Previous articles

Web Scraping for Fun and Profit: A Primer
Web Scraping for Fun and Profit: Part 1
Web Scraping for Fun and Profit: Part 2
Web Scraping for Fun and Profit: Part 3
Web Scraping for Fun and Profit: Part 4

Next articles

Web Scraping for Fun and Profit: Part 6
Web Scraping for Fun and Profit: Part 7
Web Scraping for Fun and Profit: Part 8

Recap

In Part 1 we installed Python, pip, and the Requests library. We set up a basic program which fetches the content of this site. In Part 2, we installed BeautifulSoup and used it to parse the page in order to extract the data we care about. In Part 3, we installed MongoDB and the pymongo library, and used them to determine if the data fetched is new. In Part 4, we added a basic function to format an extracted post for SMS delivery and used Twilio to send this SMS.

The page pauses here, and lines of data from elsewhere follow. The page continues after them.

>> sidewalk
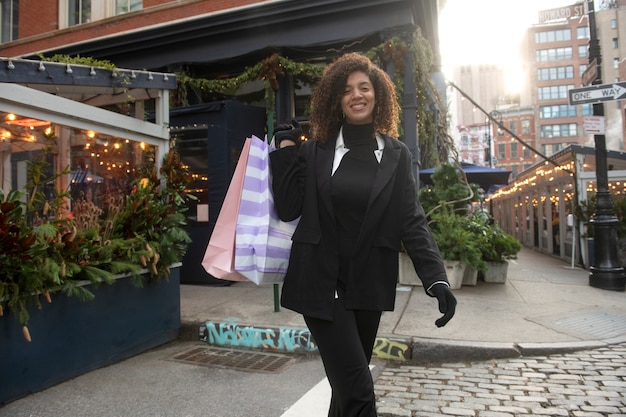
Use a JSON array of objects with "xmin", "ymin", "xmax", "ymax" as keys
[{"xmin": 180, "ymin": 247, "xmax": 626, "ymax": 363}]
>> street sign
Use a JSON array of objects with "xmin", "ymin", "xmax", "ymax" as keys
[
  {"xmin": 582, "ymin": 59, "xmax": 597, "ymax": 86},
  {"xmin": 538, "ymin": 3, "xmax": 588, "ymax": 23},
  {"xmin": 568, "ymin": 82, "xmax": 626, "ymax": 105},
  {"xmin": 583, "ymin": 116, "xmax": 605, "ymax": 135}
]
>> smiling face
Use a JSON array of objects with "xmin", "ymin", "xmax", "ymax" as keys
[{"xmin": 341, "ymin": 71, "xmax": 376, "ymax": 125}]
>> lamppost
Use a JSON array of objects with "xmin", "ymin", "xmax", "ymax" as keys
[
  {"xmin": 488, "ymin": 110, "xmax": 501, "ymax": 168},
  {"xmin": 586, "ymin": 0, "xmax": 626, "ymax": 291}
]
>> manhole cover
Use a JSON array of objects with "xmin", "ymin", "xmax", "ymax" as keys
[
  {"xmin": 169, "ymin": 346, "xmax": 296, "ymax": 374},
  {"xmin": 530, "ymin": 309, "xmax": 626, "ymax": 339},
  {"xmin": 553, "ymin": 311, "xmax": 626, "ymax": 339}
]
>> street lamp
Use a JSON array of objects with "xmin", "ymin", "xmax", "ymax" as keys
[
  {"xmin": 586, "ymin": 0, "xmax": 625, "ymax": 291},
  {"xmin": 487, "ymin": 110, "xmax": 501, "ymax": 168}
]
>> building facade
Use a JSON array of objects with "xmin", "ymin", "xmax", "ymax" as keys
[
  {"xmin": 520, "ymin": 5, "xmax": 595, "ymax": 157},
  {"xmin": 491, "ymin": 105, "xmax": 536, "ymax": 178}
]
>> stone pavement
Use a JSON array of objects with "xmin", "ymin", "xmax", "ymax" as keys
[
  {"xmin": 180, "ymin": 247, "xmax": 626, "ymax": 363},
  {"xmin": 375, "ymin": 342, "xmax": 626, "ymax": 417}
]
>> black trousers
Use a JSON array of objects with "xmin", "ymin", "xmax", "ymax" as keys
[{"xmin": 304, "ymin": 295, "xmax": 382, "ymax": 417}]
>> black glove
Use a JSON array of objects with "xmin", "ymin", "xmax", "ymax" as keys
[
  {"xmin": 273, "ymin": 120, "xmax": 303, "ymax": 148},
  {"xmin": 430, "ymin": 283, "xmax": 457, "ymax": 328}
]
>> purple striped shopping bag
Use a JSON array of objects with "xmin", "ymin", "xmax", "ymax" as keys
[{"xmin": 234, "ymin": 135, "xmax": 298, "ymax": 285}]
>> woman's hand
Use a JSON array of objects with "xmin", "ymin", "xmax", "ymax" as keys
[{"xmin": 430, "ymin": 284, "xmax": 457, "ymax": 327}]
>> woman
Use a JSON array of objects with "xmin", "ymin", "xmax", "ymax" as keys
[{"xmin": 270, "ymin": 53, "xmax": 456, "ymax": 417}]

In this part, we will add a few command-line options which will help us with refactoring so that we can extend this program to handle a wide variety of sites and use cases.

Let’s add some command-line options to help us out!

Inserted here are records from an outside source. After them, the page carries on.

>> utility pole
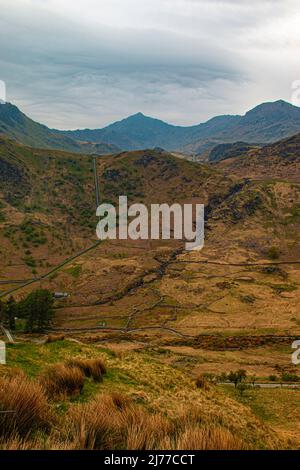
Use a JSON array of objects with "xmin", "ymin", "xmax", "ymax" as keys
[{"xmin": 93, "ymin": 156, "xmax": 100, "ymax": 209}]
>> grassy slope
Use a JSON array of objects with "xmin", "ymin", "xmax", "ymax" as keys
[
  {"xmin": 0, "ymin": 136, "xmax": 97, "ymax": 283},
  {"xmin": 222, "ymin": 384, "xmax": 300, "ymax": 445},
  {"xmin": 0, "ymin": 339, "xmax": 282, "ymax": 449}
]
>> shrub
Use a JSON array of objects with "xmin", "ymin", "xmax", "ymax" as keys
[
  {"xmin": 281, "ymin": 372, "xmax": 299, "ymax": 382},
  {"xmin": 267, "ymin": 246, "xmax": 280, "ymax": 260},
  {"xmin": 269, "ymin": 375, "xmax": 278, "ymax": 382},
  {"xmin": 39, "ymin": 364, "xmax": 85, "ymax": 398},
  {"xmin": 0, "ymin": 374, "xmax": 50, "ymax": 438}
]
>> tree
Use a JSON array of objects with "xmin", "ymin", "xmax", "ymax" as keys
[
  {"xmin": 237, "ymin": 382, "xmax": 250, "ymax": 397},
  {"xmin": 4, "ymin": 296, "xmax": 17, "ymax": 330},
  {"xmin": 228, "ymin": 369, "xmax": 247, "ymax": 388},
  {"xmin": 269, "ymin": 374, "xmax": 278, "ymax": 382},
  {"xmin": 20, "ymin": 289, "xmax": 54, "ymax": 332},
  {"xmin": 249, "ymin": 374, "xmax": 258, "ymax": 387},
  {"xmin": 281, "ymin": 372, "xmax": 299, "ymax": 383}
]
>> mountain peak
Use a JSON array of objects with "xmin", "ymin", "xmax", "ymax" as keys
[
  {"xmin": 242, "ymin": 100, "xmax": 300, "ymax": 127},
  {"xmin": 126, "ymin": 112, "xmax": 148, "ymax": 120},
  {"xmin": 245, "ymin": 99, "xmax": 298, "ymax": 116},
  {"xmin": 133, "ymin": 112, "xmax": 145, "ymax": 117}
]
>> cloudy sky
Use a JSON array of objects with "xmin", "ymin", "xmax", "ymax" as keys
[{"xmin": 0, "ymin": 0, "xmax": 300, "ymax": 129}]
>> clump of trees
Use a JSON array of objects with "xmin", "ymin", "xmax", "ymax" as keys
[
  {"xmin": 281, "ymin": 372, "xmax": 299, "ymax": 382},
  {"xmin": 0, "ymin": 296, "xmax": 17, "ymax": 330},
  {"xmin": 0, "ymin": 289, "xmax": 54, "ymax": 333},
  {"xmin": 227, "ymin": 369, "xmax": 247, "ymax": 388},
  {"xmin": 219, "ymin": 369, "xmax": 250, "ymax": 396}
]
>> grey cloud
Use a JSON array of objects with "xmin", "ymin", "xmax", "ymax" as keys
[{"xmin": 0, "ymin": 0, "xmax": 299, "ymax": 128}]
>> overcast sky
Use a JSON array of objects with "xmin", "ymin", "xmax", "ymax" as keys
[{"xmin": 0, "ymin": 0, "xmax": 300, "ymax": 129}]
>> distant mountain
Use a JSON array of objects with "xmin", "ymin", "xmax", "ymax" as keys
[
  {"xmin": 2, "ymin": 100, "xmax": 300, "ymax": 157},
  {"xmin": 62, "ymin": 111, "xmax": 240, "ymax": 151},
  {"xmin": 207, "ymin": 142, "xmax": 261, "ymax": 163},
  {"xmin": 258, "ymin": 131, "xmax": 300, "ymax": 159},
  {"xmin": 224, "ymin": 100, "xmax": 300, "ymax": 141},
  {"xmin": 0, "ymin": 103, "xmax": 120, "ymax": 154},
  {"xmin": 61, "ymin": 100, "xmax": 300, "ymax": 154},
  {"xmin": 215, "ymin": 132, "xmax": 300, "ymax": 183},
  {"xmin": 62, "ymin": 112, "xmax": 192, "ymax": 150}
]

At this point, it would be handy to add some options to the script to help our development when we want to support new sites or extract different data. We’re going to add options for verbose output, dry run mode, and seed mode.

Let’s start by importing the argparse library and initializing an ArgumentParser:

>>> import argparse
>>> parser = argparse.ArgumentParser()

--verbose

Verbose output to aid with debugging, etc.

>>> parser.add_argument("-v", "--verbose", help="enable verbose output", action="store_true")
_StoreTrueAction(option_strings=['-v', '--verbose'], dest='verbose', nargs=0, const=True, default=False, type=None, choices=None, help='enable verbose output', metavar=None)

--dryrun

Don’t make any changes to the database, or send any messages. Useful if you’re developing a new parser or extracting new data.

>>> parser.add_argument("-d", "--dryrun", help="dry run mode- no changes", action="store_true")
_StoreTrueAction(option_strings=['-d', '--dryrun'], dest='dryrun', nargs=0, const=True, default=False, type=None, choices=None, help='dry run mode- no changes', metavar=None)

--seed

Populate the database, but don’t send out any messages. Useful when you want to add the initial data from a request, but you don’t want 30 text messages telling you what you already see…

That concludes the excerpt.